Todd Sloan at Electra tells FTF News that the next release of the vendor’s flagship offering will feature machine learning and a fuzzy matching algorithm.
(Electra Information Systems, Inc., a provider of reconciliation and other post-trade solutions, won the 2019 FTF News Technology Innovation award for Best Reconciliation Solution, its fourth consecutive win in this category. FTF News got time with Todd Sloan, senior vice president, business development and product management for Electra. Sloan joined Electra in 2003 as a pre-sales engineer overseeing proofs of concept for Electra’s flagship product, Electra Reconciliation. He was promoted to vice president of Electra’s consulting team in 2005 after managing reconciliation projects for AQR Capital, GlobeFlex, Axiom International, Dodge and Cox, DuPont Capital, Bridger Capital, and others. Before Electra, Sloan served as a project manager at Citibank and worked for SmartStream Technologies.)
Q: On average, how much time do firms spend on investigating trade breaks?

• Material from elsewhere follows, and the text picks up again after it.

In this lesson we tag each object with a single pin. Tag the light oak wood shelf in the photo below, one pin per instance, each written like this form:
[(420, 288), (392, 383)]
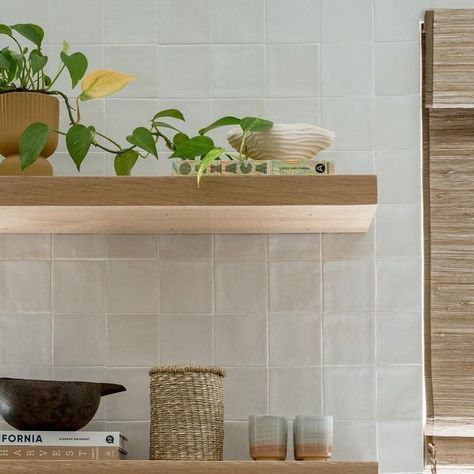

A: The amount of time it takes to investigate trade breaks depends on the complexity and volumes of the instruments and markets being traded. But, overall, the process is time-consuming because firms must rely on the brokers to email or call when they see an unmatched or failing trade, as well as rely on reporting from custodians that may or may not be in real time.
It takes time to gather all the information across custodians and brokers, then organize it into a format that is viewable. Right now, most of the communication and transfer of information is done through email, which causes issues to be easily missed.
After identifying exceptions, the real work begins as portfolio accountants scramble to uncover the root-cause and a solution for each break.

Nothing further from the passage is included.